Le musée de l’humour, je ne l’ai pas encore visité et en fait je n’en ai pas envie. L’humour je préfère le vivre, le traquer dans tous les interstices de la vie quotidienne, plutôt que le regarder derrière une vitre, épinglé comme un papillon mort.
La langue allemande tellement précise se prête mal aux ‘’double entendre’’ comme disent les Anglais en français dans le texte (le double entendre c’est quand une phrase peut être comprise de deux façons différentes, l’une naïve et innocente et l’autre beaucoup moins). Les jeux de mots existent-ils en allemand ? J’ai tapé l’expression dans un dictionnaire bilingue : ‘’Erreur. Nous n’avons aucune suggestion pour votre recherche’’. Trop facile, ça, M. Larousse. Deuxième tentative dans un dictionnaire anglais : oui ça existe : das Wortspiel, la traduction littérale de l’expression française.
Pour l’instant, après un an et demi en terre germaine, nous pouvons dire que les confrontations aux blagues et au second degré restent rares (et bienvenues, tellement bienvenues !). Ici le discours est direct. Tellement direct qu’à une soirée l’autre jour, une femme s’est approchée de moi en arrivant et m’a dit ‘’Und wer bist du ?’’ (‘’Et qui es-tu ?’’)
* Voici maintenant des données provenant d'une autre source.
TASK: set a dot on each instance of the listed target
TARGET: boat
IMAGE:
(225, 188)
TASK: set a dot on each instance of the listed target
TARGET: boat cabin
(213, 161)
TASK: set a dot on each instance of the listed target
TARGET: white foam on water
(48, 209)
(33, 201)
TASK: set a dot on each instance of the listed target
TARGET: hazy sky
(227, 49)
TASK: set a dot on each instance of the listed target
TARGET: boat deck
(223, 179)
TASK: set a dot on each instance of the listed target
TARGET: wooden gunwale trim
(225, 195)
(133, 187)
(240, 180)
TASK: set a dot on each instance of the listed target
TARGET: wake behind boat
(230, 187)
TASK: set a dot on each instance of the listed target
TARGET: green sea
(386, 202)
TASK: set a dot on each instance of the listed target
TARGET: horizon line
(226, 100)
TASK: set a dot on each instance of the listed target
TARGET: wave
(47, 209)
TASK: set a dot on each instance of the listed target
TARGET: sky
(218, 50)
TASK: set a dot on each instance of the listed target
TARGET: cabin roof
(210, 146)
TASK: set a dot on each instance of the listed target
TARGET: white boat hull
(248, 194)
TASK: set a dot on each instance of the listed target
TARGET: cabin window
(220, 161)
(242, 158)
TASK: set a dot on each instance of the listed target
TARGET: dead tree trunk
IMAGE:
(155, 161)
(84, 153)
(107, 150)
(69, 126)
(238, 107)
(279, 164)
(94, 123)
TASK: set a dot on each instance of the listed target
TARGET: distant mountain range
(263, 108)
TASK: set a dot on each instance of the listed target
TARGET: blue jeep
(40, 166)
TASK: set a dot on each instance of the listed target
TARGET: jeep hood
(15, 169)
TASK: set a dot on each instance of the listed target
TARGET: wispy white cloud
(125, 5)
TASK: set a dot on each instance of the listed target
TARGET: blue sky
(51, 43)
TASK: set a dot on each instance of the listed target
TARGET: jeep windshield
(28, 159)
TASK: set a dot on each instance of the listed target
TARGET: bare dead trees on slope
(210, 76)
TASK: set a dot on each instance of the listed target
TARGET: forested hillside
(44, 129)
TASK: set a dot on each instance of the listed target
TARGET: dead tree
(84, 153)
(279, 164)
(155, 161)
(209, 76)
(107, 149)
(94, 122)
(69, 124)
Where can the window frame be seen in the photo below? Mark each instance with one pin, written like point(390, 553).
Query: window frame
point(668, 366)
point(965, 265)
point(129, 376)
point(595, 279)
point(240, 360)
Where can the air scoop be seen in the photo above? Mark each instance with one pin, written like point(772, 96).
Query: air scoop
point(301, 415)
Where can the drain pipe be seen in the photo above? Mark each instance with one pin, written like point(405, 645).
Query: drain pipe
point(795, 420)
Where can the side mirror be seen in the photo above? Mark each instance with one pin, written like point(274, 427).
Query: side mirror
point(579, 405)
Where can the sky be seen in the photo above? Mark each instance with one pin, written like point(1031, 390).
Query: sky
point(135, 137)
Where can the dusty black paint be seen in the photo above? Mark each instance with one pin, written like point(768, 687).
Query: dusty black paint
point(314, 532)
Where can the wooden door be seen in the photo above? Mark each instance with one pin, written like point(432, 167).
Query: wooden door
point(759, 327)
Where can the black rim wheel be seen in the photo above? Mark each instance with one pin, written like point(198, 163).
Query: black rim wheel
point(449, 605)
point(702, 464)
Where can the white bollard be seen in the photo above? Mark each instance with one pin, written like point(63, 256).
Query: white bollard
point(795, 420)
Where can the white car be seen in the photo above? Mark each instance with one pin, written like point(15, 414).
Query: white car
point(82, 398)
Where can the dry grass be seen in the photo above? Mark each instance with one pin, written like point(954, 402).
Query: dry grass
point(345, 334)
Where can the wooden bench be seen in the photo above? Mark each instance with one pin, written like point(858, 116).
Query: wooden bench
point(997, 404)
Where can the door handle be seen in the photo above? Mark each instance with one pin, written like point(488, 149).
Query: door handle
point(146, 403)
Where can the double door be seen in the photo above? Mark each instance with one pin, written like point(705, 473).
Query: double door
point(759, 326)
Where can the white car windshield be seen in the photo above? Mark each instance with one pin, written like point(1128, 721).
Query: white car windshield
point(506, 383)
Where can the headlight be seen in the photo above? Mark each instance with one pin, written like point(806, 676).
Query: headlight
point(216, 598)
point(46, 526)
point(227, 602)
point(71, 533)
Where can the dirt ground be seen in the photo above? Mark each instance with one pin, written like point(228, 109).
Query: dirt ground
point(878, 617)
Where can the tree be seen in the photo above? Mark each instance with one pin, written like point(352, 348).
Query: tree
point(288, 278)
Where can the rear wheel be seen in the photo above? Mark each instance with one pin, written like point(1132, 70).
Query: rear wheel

Ce matin un plombier est venu pour changer le compteur d’eau. Il arrive sur le coup de 8h. J’ai l’intention de lui proposer une boisson chaude (en espérant qu’il ait la papille tolérante, ou un goût prononcé pour le thé car mes cafés au dosage approximatif ne sont pas du goût de tout le monde). ‘’Puis-je vous offrir quelque chose ?’’ Il me répond du tac au tac, sérieux : ’’ Oui, 1000 euros !’’ C’est tellement rare la répartie blagueuse que, sans le décodage du sourire simultané, j’ai hésité un quart de seconde. ‘’Ai-je bien entendu ? Et surtout bien compris ?’’
C’était bien une blague. Non il ne veut rien, merci. Ouf, Joyeux Avent monsieur ! Ça fait du bien de sourire de bon matin. Je n’en attendais pas tant du compteur d’eau.